Warrick's film has enough Stunning Revelations to fill two documentaries. A few examples: The FCC has no authority to regulate advertisers; the Pentagon has used "psy-ops" techniques to influence the mass media (in violation of the 1948 Smith-Mundt Act that prohibits using propaganda techniques to target a domestic audience); some of today's most pervasive subliminal ads use images that promote sexual violence; serial killer Ted Bundy insisted that his murderous rampage targeting young women was stoked by TV advertising that he clearly perceived as promoting violence against women. 

My favorite revelation is much more lighthearted. In an interview with Warrick, Mark Mothersbaugh (a founding member of DEVO and a sound engineer who established himself as a "go-to guy" in the world of radio and TV advertising) admits to embedding subliminal messages in ads that he created for several corporate clients. He cites his animated TV ads for Hawaiian Punch. (You may recall the commercial: it featured a cartoon character in a Hawaiian shirt "punching" another character.) Mothersbaugh secretly poisoned the ad by including a sub-audible voice whispering "Sugar Is Bad for You" in the soundtrack. The statute of limitations must have run out by now because Mothersbaugh is shown openly laughing at the memory company executives enthusiastically applauding after the test screening. "They completely missed it!" Mothersbaugh chuckles with undiluted delight. 

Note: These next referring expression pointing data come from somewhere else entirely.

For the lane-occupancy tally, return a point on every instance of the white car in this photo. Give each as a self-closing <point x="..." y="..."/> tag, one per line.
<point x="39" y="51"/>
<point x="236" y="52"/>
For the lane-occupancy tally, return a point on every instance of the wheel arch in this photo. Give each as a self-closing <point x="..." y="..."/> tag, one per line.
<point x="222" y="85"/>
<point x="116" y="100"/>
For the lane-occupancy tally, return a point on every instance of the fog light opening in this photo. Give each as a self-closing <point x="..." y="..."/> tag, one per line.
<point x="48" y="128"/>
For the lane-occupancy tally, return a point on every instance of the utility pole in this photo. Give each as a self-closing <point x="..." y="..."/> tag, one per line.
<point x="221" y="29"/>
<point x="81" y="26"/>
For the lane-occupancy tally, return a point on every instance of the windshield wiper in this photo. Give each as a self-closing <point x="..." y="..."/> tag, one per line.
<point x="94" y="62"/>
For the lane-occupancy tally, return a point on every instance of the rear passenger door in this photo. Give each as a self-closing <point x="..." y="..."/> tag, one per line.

In both research surveys and in Warrick's own person-in-the-street interviews, most Americans confess to a belief that subliminal messaging is real and is being used. But the threat is shrugged off as just another minor annoyance of modern life — like traffic jams and other peoples' cellphone conversations. However, if Americans knew specifically how they were being manipulated, the level of concern might be much greater. 

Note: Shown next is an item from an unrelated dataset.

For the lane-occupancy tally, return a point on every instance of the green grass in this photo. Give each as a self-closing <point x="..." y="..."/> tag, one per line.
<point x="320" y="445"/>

As Programming notes, much of the "news" we are exposed to is actually cleverly disguised corporate advertising and covert government propaganda created by PR firms and distributed to commercial news outlets in the form of Video News Releases. John Stewart and Steven Colbert aren't the only sources of "fake news" on TV: It's just that they are up-front about their antics. 

Thanks to the new technology of the Internet Age (specifically, the "freeze-frame" button on video and computer playback), subliminal messages are easier to spot than ever before. That's how the GOP was caught superimposing a subliminal message in an election ad attacking the Democrats. At the end of the ad, the words "Democrats" and "Bureaucrats" scroll slowing across a dark screen. Invisible to the naked eye, another word was flashed on the screen for 1/30th of a second. The word was "rats." 

When subliminal messages are used in an attempt to sway an election, that's a red flag that Orwell's Big Brother has taken up a permanent seat on the couch in front of your living room TV. 

Viewer advisory: The film includes an interview with James Vance, one of two teenagers who attempted suicide after hearing what they believed to be a message to "Do it!" hidden in a Judas Priest recording. Vance survived the shotgun blast to his head but the self-inflicted wound blew out the middle third of his face, leaving him horrifically maimed. The image may be disturbing to many viewers.